De plus, trois sites Web importants publient désormais leurs fichiers media via un stockage sur ce dispositif. Il s’agit des sites Cocoon, Archeogrid et Telemeta.

Aussi il convient de noter que le dispositif peut être utilisé pour publier un corpus de données par une application Web sous forme de fichiers de taille significative (images, sons, vidéos). Ainsi une instance Omeka-S et une instance de serveur IIIF sont reliées au dispositif.

Disponibilité, intégrité, confidentialité

L’engagement d’Huma-Num sur ce dispositif est de la même nature que pour les autres services :

  • “best effort”, quant à la disponibilité ;
  • haut niveau, quant à l’intégrité et la confidentialité.

Le retour d’expérience sur cinq ans montre :

  • aucun incident concernant la conservation, l’intégrité ou la confidentialité des données ;
  • une disponibilité très satisfaisante.

Le dispositif est réputé sûr quant à la conservation des données, moyennant évidemment l’existence de deux jeux de données sur deux sites.

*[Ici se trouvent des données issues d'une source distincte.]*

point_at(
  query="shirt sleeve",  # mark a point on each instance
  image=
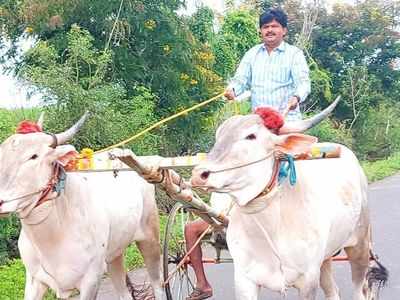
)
(301, 76)
(241, 81)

Un mécanisme de vérification automatique des signatures des fichiers peut être mis en place.

De plus, un archivage binaire des données peut être mis en place sur bandes magnétiques LTO. Ceci constitue une duplication des données sur d’autres médias que des disques magnétiques. Ces bandes peuvent être verrouillées en écriture, sont relues et contrôlées automatiquement et périodiquement, et elles sont écrites dans un format ouvert et normalisé (TAR).

Quant à la confidentialité, plusieurs points :

  • Elle est d’abord garantie par la bonne gestion des droits d’accès aux partages.
  • Les accès en SFTP opèrent un chiffrement de la communication entre l’utilisateur et le service.
  • Une fonction de chiffrement à la volée est désormais disponible, qui assure une conservation chiffrée sur disques et bandes.
  • Une journalisation exhaustive des accès aux données est en place.
  • Le besoin de chiffrement des données sur les PC des utilisateurs reste à leur charge.